A cold weather system that painted Alberta red with extreme cold weather warnings this week is subsiding in the far south regions of the province.
The public alerts issued by Environment Canada were lifted in areas closest to the Montana Border at mid-day on Thursday.
Cypress Hills and Foremost, Lethbridge-Taber, Cardston and the Crowsnest Past emerged as daytime temperatures reached minus-22C. All of Saskatchewan was placed under a warning Wednesday, but that too was lifted.
Still in effect was a warning for Medicine Hat-Bow Island-Suffield, though that is expected to expire on Saturday. That day, the local high is predicted at minus-22C and the low at minus-29C.
The expected high on Sunday in minus-4C, then 5C on Monday.
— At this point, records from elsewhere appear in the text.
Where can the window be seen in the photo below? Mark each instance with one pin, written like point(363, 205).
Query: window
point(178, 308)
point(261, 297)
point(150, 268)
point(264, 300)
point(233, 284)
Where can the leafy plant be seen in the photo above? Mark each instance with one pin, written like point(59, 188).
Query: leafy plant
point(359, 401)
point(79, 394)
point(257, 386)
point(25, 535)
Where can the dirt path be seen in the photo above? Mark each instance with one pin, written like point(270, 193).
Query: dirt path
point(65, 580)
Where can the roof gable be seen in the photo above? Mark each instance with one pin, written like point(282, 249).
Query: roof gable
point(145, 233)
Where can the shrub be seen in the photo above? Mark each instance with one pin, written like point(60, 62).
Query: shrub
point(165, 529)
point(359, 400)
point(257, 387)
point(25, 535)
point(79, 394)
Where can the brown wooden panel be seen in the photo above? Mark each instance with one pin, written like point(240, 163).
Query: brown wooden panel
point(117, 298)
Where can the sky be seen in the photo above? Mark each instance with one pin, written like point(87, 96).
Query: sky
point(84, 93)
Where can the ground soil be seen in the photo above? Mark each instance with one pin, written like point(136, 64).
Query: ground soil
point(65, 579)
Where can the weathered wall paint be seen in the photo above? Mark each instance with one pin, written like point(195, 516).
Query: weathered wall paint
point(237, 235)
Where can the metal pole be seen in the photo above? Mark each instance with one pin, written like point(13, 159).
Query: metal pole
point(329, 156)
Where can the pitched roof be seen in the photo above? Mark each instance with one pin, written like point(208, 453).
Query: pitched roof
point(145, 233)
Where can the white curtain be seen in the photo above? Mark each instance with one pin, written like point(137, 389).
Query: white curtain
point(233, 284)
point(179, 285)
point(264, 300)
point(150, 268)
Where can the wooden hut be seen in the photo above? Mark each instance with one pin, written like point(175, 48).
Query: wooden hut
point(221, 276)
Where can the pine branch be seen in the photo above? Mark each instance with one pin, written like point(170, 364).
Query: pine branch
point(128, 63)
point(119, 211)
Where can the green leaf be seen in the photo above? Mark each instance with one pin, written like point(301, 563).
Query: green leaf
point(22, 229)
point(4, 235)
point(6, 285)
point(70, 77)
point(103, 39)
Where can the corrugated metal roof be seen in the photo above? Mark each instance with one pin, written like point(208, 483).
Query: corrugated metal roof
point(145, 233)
Such warnings are issued when the federal agency forecasts a “multi-day episode of very cold wind chills.” The coldest wind chill values predicted locally were in the range of minus-45C.
Power use
Alberta electric system operators asked some large power users to shed load on Thursday as demand spiked in the morning hours, prompting a minor emergency alert at 8 a.m.
Power prices again spiked to the maximum $1,000 per megawatt hour in mid-morning as demand rose. The emergency status was downgraded in the early afternoon.
Earlier this week, AESO set emergency status at level 2 – one step short of instituting brown-outs – as demand set a new record while generation was hampered by coal-fired plants going offline and wind power stagnating.